Rien n’arrête Effie

Quand la chanteuse coréenne Effie sort son premier disque NEON GENESIS en 2021, la dominante mélodique ne permet pas de qualifier sa musique de rap, en dépit des basses traps et de l’influence évidente des sad boys suédois. Après quelques années dans la salle du temps, Effie revient en 2025 avec l’EP E, produit quasi-intégralement par son acolyte kimj. Conservant une solide assise pop, les deux artistes se retrouvent dans leur polyvalence et leur souplesse musicale, et rassemblent sous un même toit l’EDM et le rap tout en dressant des passerelles entre pop mainstream et expérimentale.

Sorti quelques mois plus tard, l’EP Pullup to Busan 4 More Hyper Summer It’s Gonna Be a Fuckin Movie s’affirme plus rugueux et radical, comme si E avait été conçu comme une porte d’entrée en douceur vers ce monde musical nouveau. Rien ne semble alors arrêter le duo, qui va encore un peu plus loin avec 희 / 노 / 애 / 락 , nouvel EP de quatre titres hybrides et avant-gardistes réalisé avec leur comparse audiogoth. Tout en faisant bon usage de son aisance harmonique, Effie s’y affirme encore davantage en tant que rappeuse, jouant du contraste entre sa voix vulnérable et son charisme au micro. Sorti pour la nouvelle année lunaire, le fiévreux « Red Horse » voit la rappeuse déployer l’aura autoritaire d’une cheffe de guerre, portée par les turbines de kimj et les hennissements de chevaux en furie.

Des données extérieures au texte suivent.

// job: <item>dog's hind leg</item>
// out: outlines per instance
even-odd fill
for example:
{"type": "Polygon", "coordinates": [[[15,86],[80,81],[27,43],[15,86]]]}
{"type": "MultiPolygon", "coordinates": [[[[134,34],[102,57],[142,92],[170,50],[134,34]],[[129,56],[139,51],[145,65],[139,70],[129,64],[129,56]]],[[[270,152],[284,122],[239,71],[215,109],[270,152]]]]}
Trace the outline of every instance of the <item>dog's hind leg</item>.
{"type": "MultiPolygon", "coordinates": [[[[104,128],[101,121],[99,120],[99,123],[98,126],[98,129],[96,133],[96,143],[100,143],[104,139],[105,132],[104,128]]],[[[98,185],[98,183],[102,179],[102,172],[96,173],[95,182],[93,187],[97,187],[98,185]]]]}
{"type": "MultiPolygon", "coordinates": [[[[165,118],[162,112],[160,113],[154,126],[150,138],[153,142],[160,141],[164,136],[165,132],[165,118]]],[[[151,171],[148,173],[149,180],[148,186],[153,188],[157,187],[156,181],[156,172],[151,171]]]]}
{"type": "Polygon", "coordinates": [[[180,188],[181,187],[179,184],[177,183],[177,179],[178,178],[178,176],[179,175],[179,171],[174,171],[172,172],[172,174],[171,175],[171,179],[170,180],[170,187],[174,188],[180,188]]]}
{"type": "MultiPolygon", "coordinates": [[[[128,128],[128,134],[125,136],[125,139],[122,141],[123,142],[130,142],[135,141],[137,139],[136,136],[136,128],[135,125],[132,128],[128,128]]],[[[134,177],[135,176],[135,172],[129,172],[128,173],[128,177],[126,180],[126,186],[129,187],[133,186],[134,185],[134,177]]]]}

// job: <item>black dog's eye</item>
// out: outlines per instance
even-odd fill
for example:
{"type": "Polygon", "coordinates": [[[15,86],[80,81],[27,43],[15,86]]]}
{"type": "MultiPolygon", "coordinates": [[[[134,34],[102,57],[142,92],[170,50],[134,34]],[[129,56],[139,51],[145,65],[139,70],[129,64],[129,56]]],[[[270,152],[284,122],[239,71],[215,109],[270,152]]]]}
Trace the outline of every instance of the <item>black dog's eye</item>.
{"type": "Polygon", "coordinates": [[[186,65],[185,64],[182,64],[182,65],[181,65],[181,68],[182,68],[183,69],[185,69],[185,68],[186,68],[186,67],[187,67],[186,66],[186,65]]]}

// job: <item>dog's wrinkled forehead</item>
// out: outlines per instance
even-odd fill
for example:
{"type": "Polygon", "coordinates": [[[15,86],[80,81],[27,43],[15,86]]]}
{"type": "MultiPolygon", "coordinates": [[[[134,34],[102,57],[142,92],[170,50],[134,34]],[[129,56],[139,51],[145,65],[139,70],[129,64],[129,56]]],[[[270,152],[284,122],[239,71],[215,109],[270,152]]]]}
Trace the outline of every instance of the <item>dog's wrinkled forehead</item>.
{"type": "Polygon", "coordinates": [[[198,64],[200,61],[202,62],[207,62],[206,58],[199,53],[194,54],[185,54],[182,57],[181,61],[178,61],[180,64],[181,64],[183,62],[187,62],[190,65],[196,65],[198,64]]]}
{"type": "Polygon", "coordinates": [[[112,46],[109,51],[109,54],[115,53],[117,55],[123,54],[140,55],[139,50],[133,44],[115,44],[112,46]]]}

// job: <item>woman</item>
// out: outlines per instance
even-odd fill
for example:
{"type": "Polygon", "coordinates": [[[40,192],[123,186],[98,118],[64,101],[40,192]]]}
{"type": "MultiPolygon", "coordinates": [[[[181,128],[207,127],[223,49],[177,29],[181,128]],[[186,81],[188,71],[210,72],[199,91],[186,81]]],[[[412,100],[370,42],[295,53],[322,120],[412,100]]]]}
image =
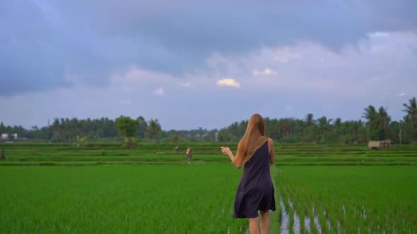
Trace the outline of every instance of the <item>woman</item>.
{"type": "Polygon", "coordinates": [[[235,218],[248,218],[250,233],[259,233],[258,211],[261,213],[261,233],[269,230],[269,210],[275,211],[274,185],[269,164],[274,164],[274,141],[265,137],[265,123],[259,114],[252,116],[245,135],[239,142],[236,156],[230,149],[221,147],[237,168],[245,166],[235,198],[235,218]]]}

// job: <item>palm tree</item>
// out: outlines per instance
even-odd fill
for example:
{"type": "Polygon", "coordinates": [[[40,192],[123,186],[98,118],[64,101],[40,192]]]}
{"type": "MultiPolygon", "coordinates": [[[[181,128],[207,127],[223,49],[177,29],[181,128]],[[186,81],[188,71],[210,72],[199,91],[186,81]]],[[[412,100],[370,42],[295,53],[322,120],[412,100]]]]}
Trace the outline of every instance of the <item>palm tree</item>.
{"type": "Polygon", "coordinates": [[[148,125],[148,134],[155,141],[155,138],[162,132],[158,119],[151,119],[148,125]]]}
{"type": "Polygon", "coordinates": [[[417,123],[417,101],[416,97],[409,100],[409,104],[403,104],[406,108],[403,111],[406,112],[407,115],[404,116],[404,122],[408,128],[408,132],[411,133],[411,137],[417,137],[417,127],[415,126],[417,123]]]}
{"type": "Polygon", "coordinates": [[[378,127],[380,129],[384,130],[384,138],[387,138],[387,136],[388,135],[388,129],[389,126],[389,122],[391,121],[391,117],[388,116],[387,109],[387,107],[380,107],[377,117],[378,127]]]}
{"type": "Polygon", "coordinates": [[[409,100],[409,105],[403,104],[403,106],[406,108],[403,111],[406,112],[407,115],[409,116],[411,121],[411,125],[413,120],[417,118],[417,101],[416,101],[416,97],[409,100]]]}
{"type": "Polygon", "coordinates": [[[310,127],[315,123],[315,121],[313,118],[314,116],[312,113],[307,113],[305,115],[305,118],[304,119],[305,120],[305,125],[307,127],[310,127]]]}
{"type": "Polygon", "coordinates": [[[320,133],[324,133],[327,130],[330,130],[330,126],[331,125],[331,118],[327,120],[326,116],[323,116],[317,119],[317,123],[319,125],[319,128],[320,129],[320,133]]]}

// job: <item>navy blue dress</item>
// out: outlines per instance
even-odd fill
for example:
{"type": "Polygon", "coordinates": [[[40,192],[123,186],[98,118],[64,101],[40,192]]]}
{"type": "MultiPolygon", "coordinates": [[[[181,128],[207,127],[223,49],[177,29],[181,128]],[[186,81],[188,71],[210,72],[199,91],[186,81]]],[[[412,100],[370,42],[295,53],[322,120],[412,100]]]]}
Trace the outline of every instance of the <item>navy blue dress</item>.
{"type": "Polygon", "coordinates": [[[275,211],[274,185],[269,173],[268,142],[245,164],[235,198],[237,218],[256,218],[258,211],[275,211]]]}

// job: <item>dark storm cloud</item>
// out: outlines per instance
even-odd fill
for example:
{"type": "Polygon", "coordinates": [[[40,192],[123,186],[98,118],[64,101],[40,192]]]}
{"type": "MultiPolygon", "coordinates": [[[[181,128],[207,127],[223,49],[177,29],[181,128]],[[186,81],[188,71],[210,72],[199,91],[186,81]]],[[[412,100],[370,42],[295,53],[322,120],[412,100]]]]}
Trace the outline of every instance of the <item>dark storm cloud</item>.
{"type": "Polygon", "coordinates": [[[312,40],[337,50],[417,27],[414,1],[19,1],[0,3],[0,95],[102,85],[131,64],[169,74],[213,52],[312,40]]]}

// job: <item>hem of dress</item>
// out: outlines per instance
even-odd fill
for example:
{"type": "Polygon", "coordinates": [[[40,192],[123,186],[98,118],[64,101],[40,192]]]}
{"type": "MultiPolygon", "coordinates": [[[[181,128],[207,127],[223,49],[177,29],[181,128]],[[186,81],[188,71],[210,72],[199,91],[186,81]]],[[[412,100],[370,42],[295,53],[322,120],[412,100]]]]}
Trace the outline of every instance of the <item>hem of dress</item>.
{"type": "MultiPolygon", "coordinates": [[[[276,210],[276,209],[269,209],[266,211],[262,211],[261,209],[259,209],[258,211],[275,211],[276,210]]],[[[258,212],[257,211],[257,215],[253,216],[253,217],[249,217],[249,216],[236,216],[235,214],[233,214],[233,218],[237,219],[237,218],[257,218],[259,217],[259,215],[258,214],[258,212]]]]}

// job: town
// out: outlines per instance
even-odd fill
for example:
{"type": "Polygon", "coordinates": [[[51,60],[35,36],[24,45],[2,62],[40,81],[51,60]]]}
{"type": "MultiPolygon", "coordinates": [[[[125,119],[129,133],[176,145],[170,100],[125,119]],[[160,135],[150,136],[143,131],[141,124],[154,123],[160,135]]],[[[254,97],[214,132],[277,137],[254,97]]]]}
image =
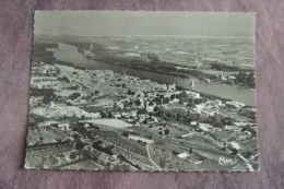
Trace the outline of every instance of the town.
{"type": "Polygon", "coordinates": [[[29,109],[26,168],[259,167],[256,108],[175,83],[34,59],[29,109]]]}

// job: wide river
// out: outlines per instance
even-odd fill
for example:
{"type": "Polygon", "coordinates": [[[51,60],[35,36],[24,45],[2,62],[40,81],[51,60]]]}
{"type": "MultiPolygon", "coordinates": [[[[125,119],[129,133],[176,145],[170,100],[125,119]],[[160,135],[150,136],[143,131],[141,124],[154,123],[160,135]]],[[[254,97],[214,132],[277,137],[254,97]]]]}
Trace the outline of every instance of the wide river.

Enfin, le 1er avril dernier, Effie sort sans crier gare « dodoogiedae », simili-freestyle pas mixé. Sur un Chief Keef type-beat triomphal, l’artiste mélange le coréen et l’anglais pour une mise au point sans détours, entre le troll et la menace : l’industrie K-Pop qui la sollicite peut bien aller se faire voir, les « 도둑 » (voleurs) du refrain feraient mieux de « study [her] shit », et les présumés méchants sentent en réalité la fraise, comme Lotso l’antagoniste de Toy Story 3. En interview sur l’Abcdr du Son, la nouvelle star du rap français La Rvfleuze déclarait « Je ne peux pas faire que du rap, il faut ouvrir aussi. » Effie a pour sa part ouvert au rap, et à beaucoup d’autres choses, avec une indépendance créative communicative. Et une liberté de ton qui semble intimement vécue par l’artiste d’une sortie à l’autre, galvanisante pour l’auditeur parce qu’elle l’est pour elle-même avant-tout.